Plus, while I find most off-roading to be about as exciting as a Matthew McConaughey marathon, the Raptor has been designed with a particular brand of bush bashing in mind – high-speed hooliganism. The evidence of this is found primarily in the one mechanical component that dominates the Raptor experience: the suspension.
WELCOME: Introducing our Project Ranger
The long-travel Fox shocks and strengthened chassis have been built to cop an absolute hammering as owners fang through deserts and jump off sand dunes with huge amounts of air. And that, dear reader, is the kind of off-roading I do find appealing. The hope is that during our time together, the Raptor and I will embark on some ambitious adventures that will expand my motoring horizon and skill set, but so far things have been fairly mundane.
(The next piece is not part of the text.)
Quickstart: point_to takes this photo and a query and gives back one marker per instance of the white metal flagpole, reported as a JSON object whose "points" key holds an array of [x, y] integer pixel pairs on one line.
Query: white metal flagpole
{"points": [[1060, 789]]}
Month one has been spent acclimatising to its sheer size and girth (at 2180mm wide, lane discipline is important), enjoying the loftiness of its seating position (it rivals small trucks for height), and marvelling at how polished it is in heavy suburban driving.
Sure, the controversial 157kW/500Nm four-cylinder diesel (more on this in coming months) is a little rattly at times, but the 10-speed auto is smooth and the cabin is remarkably civilised. Looking at those chunky 285/70R17 BF Goodrich tyres, I’d expected them to drone like a dementor’s death rattle at 100km/h, yet they’re no worse than a conventional passenger tyre. Impressive.
And in most situations, the ride verges on impervious. Small imperfections do make their way into the cabin with that trademark tremor that seems to plague all unladen pick-ups, but bigger bumps are ironed out with disdain. So much so, in fact, that speed humps don’t so much signal an obstacle that requires you to slow down as one that taunts you to speed up.
The sternest test I’ve thrown the Raptor’s way to date has been a weekend jaunt to the Yarra Valley for lunch at a rather posh winery. It chewed up the four-hour road trip with ease – helped in part by comfortable and supportive Raptor-specific front seats – though it did score some odd looks as we parked up among the sea of grey BMWs, Audis and Volkswagens. It really did feel the odd one out. The proverbial fish out of water. And I liked that.